If I do a search for an item, 9 times out of 10 the link will take me to a "fake" ad site of some sort.
I have tried everything I know of and nothing has found or fixed it.
MalwareBytes, Spybot, Windows Defender, AVG, SuperAntiSpyware, Smitfraudfix, Ad-Aware, CCleaner, Vipre, etc.
I am new to this forum, what is my next step to get some help on a fix?
What do I need to run or post on this site for people to see?
Thanks so much for any help!
Jason

one other weird thing going on, one of the svchost.exe in the task manager is going up to around 50% after about a day of the computer being ran?

Edited by stratoj, 06 July 2010 - 02:20 PM.


BC AdBot (Login to Remove)

 


#2 chromebuster

chromebuster

  • Members
  • 899 posts
  • OFFLINE
  •  
  • Gender:Female
  • Location:the crazy city of Boston, In the North East reaches of New England
  • Local time:11:44 AM

Posted 06 July 2010 - 02:45 PM

Hi,
Have you tried Eset online scanner at www.eset.com/onlinescan? That can sometimes do the trick.

Regards,
Chromebuster

The AccessCop Network is just me and my crew. 

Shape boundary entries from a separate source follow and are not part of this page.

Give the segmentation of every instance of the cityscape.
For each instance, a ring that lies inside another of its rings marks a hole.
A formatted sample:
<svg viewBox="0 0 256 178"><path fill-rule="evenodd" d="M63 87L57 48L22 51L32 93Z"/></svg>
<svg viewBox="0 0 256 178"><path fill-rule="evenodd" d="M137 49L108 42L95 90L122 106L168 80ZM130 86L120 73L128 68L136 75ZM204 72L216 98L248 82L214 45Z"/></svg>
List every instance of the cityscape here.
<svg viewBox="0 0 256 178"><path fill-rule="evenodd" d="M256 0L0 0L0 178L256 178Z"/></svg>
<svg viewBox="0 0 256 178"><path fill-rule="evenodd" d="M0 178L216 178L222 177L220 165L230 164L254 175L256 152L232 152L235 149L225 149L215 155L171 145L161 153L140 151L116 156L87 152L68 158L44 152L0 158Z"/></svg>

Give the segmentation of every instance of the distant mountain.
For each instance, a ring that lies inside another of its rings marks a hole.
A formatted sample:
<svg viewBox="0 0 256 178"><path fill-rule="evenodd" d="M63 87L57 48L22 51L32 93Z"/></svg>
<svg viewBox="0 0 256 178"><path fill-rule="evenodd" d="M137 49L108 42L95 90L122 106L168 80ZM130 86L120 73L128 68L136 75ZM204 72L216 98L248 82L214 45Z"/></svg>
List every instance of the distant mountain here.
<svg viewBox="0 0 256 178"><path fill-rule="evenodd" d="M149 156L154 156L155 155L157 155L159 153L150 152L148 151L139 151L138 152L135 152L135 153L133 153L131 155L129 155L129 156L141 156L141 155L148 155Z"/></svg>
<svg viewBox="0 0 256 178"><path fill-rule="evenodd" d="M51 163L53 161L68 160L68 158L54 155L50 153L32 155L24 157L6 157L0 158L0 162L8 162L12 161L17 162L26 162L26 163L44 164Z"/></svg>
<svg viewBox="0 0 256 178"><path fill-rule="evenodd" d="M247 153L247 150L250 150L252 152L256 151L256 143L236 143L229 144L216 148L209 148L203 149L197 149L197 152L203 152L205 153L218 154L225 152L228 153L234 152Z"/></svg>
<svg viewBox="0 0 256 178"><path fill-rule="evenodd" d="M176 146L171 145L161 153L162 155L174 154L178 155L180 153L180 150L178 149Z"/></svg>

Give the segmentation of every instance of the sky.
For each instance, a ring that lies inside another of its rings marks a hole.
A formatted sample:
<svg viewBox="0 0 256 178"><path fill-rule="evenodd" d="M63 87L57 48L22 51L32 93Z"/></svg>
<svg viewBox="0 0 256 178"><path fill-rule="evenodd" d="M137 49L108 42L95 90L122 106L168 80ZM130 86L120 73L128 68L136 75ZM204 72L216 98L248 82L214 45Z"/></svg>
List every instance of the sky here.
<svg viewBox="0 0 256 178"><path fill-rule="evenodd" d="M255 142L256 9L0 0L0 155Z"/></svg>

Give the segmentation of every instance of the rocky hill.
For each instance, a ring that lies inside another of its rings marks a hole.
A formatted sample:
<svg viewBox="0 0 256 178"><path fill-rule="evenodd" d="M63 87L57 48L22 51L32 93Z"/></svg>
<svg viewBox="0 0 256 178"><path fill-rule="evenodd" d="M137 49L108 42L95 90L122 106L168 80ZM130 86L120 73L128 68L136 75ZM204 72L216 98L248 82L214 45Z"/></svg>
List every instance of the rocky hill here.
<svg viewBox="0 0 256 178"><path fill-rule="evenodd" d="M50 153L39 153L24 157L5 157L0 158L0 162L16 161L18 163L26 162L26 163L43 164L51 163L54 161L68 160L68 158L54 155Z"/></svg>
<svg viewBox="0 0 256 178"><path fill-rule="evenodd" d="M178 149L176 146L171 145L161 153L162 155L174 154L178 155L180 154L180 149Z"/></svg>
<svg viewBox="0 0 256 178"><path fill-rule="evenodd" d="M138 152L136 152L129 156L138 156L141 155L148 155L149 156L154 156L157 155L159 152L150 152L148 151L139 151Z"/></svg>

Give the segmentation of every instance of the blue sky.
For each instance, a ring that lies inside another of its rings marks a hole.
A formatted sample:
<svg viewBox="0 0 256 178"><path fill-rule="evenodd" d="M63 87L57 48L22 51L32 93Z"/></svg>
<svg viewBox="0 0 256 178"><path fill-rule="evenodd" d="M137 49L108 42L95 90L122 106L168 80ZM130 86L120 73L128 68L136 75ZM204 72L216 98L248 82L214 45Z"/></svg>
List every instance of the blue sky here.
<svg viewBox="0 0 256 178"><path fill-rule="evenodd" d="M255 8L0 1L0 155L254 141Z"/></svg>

Some call me The Queen of Cambridge


#3 stratoj

stratoj
  • Topic Starter

  • Members
  • 9 posts
  • OFFLINE
  •  
  • Local time:10:44 AM

Posted 06 July 2010 - 03:05 PM

I will give it a try, i am getting desperate.
Thanks

#4 stratoj

stratoj
  • Topic Starter

  • Members
  • 9 posts
  • OFFLINE
  •  
  • Local time:10:44 AM

Posted 06 July 2010 - 05:03 PM

well the Eset online you suggested just got finished and found some stuff, 6 items listed as worms.
That is great since none of the other stuff picked up on them, BUT
still having the same hijacking problems.
Anything else?
Do I need to upload anything here for further help?
Thanks

#5 chromebuster

chromebuster

  • Members
  • 899 posts
  • OFFLINE
  •  
  • Gender:Female
  • Location:the crazy city of Boston, In the North East reaches of New England
  • Local time:11:44 AM

Posted 06 July 2010 - 08:12 PM

Would you mind showing us the log from Eset's scan? You can find it as a .txt file in the program files directory at c:\program files\eset\eset online scanner. Ad also if you could cut and paste the MBAM log as well. That might show us a little better what you are dealing with and we can better give you a hand.

Regards,
Chromebuster

The AccessCop Network is just me and my crew. 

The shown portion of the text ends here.